Reduce, Reuse, Recycle: Is Perturbed Data better than Other Language augmentation for Low Resource Self-Supervised Speech Models
Asad Ullah, Alessandro Ragano, Andrew Hines
TL;DR
This paper tackles the data scarcity challenge in self-supervised speech representation learning (SSRL) for low-resource languages by comparing cross-lingual pre-training with artificial data augmentation during pre-training. Using an APC-based model trained on a 25-hour English proxy, the study examines pitch-only, noise-only, and combined pitch+noise augmentations versus adding other languages (African-accented English, Mandarin) and evaluates on phoneme recognition. The results show that combined pitch and noise augmentation delivers the strongest downstream gains, outperforming accent and cross-lingual transfer, and that roughly 17× augmentation is required to match performance achieved with target-language data. The findings suggest augmentation as a practical strategy to bolster SSRL in resource-constrained settings and highlight potential synergy with cross-lingual pre-training, with future work including TTS-based augmentation and broader open-source model applications.
Abstract
Self-supervised representation learning (SSRL) has demonstrated superior performance than supervised models for tasks including phoneme recognition.
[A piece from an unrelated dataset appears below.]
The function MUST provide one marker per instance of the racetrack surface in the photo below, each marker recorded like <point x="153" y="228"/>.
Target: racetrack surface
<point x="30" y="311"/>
Training SSRL models poses a challenge for low-resource languages where sufficient pre-training data may not be available. A common approach is cross-lingual pre-training. Instead, we propose to use audio augmentation techniques, namely: pitch variation, noise addition, accented target language and other language speech to pre-train SSRL models in a low resource condition and evaluate phoneme recognition. Our comparisons found that a combined synthetic augmentations (noise/pitch) strategy outperformed accent and language knowledge transfer. Furthermore, we examined the scaling factor of augmented data to achieve equivalent performance to model pre-trained with target domain speech. Our findings suggest that for resource-constrained languages, combined augmentations can be a viable option than other augmentations.